I am no parenting expert. I couldn’t tell you how to get your baby to sleep through the night in five easy steps and I don’t have ten handy tips for entertaining a toddler without turning on the television. I am often disorganised and feel like I overly-rely on raisins and fish fingers, but I do know that being a parent is complex, and the early years often relentless.
It is always how it has been – a juxtaposition of the wonderful and wearing – it’s normal, I know.
What’s different today though is the pressure placed upon parents. There is so much more of it, raining down in varying forms, tapping us on the shoulder and reminding us of all the things we’re not getting quite right. The support in many ways might be better and the advice now backed up by research, but there’s just a bit, well, too much of it at times. I can’t move for the long list of do and don’t style articles telling us how we should be raising our kids – because we of course need an entirely subjective and judgemental instruction manual. Ten things you should never say to your child! Fifty things every family should experience! Essential life hacks to keep your home spick and span!
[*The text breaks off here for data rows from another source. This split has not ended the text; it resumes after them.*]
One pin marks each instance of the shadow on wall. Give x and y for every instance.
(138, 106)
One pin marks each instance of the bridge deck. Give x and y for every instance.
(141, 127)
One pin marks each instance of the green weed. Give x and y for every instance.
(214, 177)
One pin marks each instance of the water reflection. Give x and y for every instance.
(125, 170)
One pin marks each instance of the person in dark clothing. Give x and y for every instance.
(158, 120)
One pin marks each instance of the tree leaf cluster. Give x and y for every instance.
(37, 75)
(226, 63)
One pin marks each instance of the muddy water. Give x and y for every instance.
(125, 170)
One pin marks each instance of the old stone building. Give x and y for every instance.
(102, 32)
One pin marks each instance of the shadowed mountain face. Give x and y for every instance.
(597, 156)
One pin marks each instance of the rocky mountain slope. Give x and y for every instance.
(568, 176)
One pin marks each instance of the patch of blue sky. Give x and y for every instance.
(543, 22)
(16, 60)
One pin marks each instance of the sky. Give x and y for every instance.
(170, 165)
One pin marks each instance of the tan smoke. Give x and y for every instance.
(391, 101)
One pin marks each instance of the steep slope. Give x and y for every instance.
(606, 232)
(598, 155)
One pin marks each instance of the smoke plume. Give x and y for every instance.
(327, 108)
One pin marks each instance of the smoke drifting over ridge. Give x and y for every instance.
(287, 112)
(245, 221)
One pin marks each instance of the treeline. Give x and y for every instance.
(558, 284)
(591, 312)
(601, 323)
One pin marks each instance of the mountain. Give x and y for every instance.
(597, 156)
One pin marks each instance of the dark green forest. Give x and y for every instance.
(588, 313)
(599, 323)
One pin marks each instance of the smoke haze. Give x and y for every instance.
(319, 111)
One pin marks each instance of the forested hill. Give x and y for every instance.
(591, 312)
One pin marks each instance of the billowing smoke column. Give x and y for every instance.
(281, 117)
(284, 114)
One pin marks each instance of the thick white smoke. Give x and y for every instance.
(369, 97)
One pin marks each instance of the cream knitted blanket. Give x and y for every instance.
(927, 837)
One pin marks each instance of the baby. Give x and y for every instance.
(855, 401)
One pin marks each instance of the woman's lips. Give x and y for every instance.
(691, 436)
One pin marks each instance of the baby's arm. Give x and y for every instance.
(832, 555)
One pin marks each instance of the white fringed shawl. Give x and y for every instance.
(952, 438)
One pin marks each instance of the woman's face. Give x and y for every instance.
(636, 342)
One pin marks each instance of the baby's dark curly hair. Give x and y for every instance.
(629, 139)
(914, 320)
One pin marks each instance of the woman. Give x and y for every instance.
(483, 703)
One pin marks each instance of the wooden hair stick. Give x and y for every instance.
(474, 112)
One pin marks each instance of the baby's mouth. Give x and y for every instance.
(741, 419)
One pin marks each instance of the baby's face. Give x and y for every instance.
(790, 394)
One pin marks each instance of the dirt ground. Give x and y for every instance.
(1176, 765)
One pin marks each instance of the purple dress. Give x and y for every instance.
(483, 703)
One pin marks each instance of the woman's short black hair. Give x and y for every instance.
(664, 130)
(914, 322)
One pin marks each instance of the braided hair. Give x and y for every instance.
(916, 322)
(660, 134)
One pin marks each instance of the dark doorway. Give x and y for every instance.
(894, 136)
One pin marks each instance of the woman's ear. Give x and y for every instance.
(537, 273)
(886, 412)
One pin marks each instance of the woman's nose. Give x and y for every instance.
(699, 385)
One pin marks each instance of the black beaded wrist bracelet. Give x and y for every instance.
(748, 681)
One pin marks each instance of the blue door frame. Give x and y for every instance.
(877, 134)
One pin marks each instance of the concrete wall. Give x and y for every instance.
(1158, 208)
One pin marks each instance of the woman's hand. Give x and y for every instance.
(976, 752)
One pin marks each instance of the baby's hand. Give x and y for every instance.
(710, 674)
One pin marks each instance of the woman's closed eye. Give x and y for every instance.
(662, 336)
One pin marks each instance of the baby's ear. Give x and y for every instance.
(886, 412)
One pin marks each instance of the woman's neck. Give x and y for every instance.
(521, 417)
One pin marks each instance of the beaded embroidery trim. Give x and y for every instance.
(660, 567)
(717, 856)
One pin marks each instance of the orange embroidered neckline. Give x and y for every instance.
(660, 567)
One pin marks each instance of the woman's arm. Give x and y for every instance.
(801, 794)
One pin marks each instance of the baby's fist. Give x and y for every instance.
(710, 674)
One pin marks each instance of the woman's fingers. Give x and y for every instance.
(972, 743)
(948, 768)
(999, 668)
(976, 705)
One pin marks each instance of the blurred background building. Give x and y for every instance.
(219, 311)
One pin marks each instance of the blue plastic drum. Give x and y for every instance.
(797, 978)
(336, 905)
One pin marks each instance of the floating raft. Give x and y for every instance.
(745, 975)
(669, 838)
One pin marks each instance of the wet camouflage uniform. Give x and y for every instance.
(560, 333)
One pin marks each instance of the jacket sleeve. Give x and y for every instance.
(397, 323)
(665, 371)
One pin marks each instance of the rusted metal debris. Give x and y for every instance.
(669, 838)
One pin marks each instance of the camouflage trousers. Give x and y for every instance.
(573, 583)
It is endless… exhausting. And we are already so tired.
Social media is great in many ways, and adds another layer of informal support for parents, but it is also bursting with perfect little snippets of other people’s lives which can sometimes make our own feel lacking. I peruse my Facebook and Instagram feed during the night feed and see photos of the ‘great sensory play,’ the ‘freshly baked organic goods’ and the ‘fun family day out,’ while I half-heartedly mop up the small well of baby sick from inside my bra and try to remember the last time I had a conversation with my husband that wasn’t about children or sleep.
The refurbished kitchens. The theme parks. The date nights. The holidays.
The people living perfectly fulfilled lives in tidy, stylish homes. Except of course, this is just a snapshot. The outside of someone else’s life held up against the inside of mine; framed moments versus a messy reality.
That said, I genuinely enjoy much of what I see, and understandably, people are going to display the nice parts of their day and the best bits of themselves. That is to be expected and we see what they choose to show us. Just like in my home you will find photos displayed of our holidays and nights out, rather than framed black and whites of the toddler flipping out over socks or my husband and me having an argument.
Perhaps then, it’s the volume of non-stop shininess and perfection online which, put together, can skew our view of what normal life actually looks like. It’s not dishonest, but equally with everything else omitted, it’s not the full picture either. Is it even healthy for us to have so much information about what other people are doing? Do I need to know my ex-work colleague of ten plus years is out for cocktails, or that a friend of a friend is off on another fabulous holiday? Does this information enhance my life in some way, or clutter it? And is this lean towards over-sharing leaving us feeling like others are having a much better time of it?
However, as with tequila, what we see on social media should perhaps be taken with a small pinch of salt. Good and bad things happen to everyone, regardless of whether they document it on Facebook. The same people sharing the fun and beautiful also find things hard sometimes; and someone might actually be posting that perfect photo because they need a distraction. Maybe they are lonely, maybe they are depressed, maybe they need interaction they aren’t able to get elsewhere just now.
It doesn’t really matter why; we are all just keeping on – doing our thing – picking everyone including ourselves back up.
In life and with parenting, there will always be a certain amount of juggling. Every day can’t be an awesome adventure or non-stop play – and to be frank who would want it to be? It doesn’t matter what anyone else is doing, no matter how perfectly framed the snapshot, it’s really nothing to do with us after all.
So instead of feeling pressure to do more, be more, play more or clean more; I am trying to remember the true and bigger picture and just be. And through acceptance of being fallible, unglamorous and at times downright boring, I am enjoying being me – and a mother – so much more. Because actually, when it comes down to it, while living my life and raising my children, I would so much rather be a happy average mum than strive and stress over being a super one.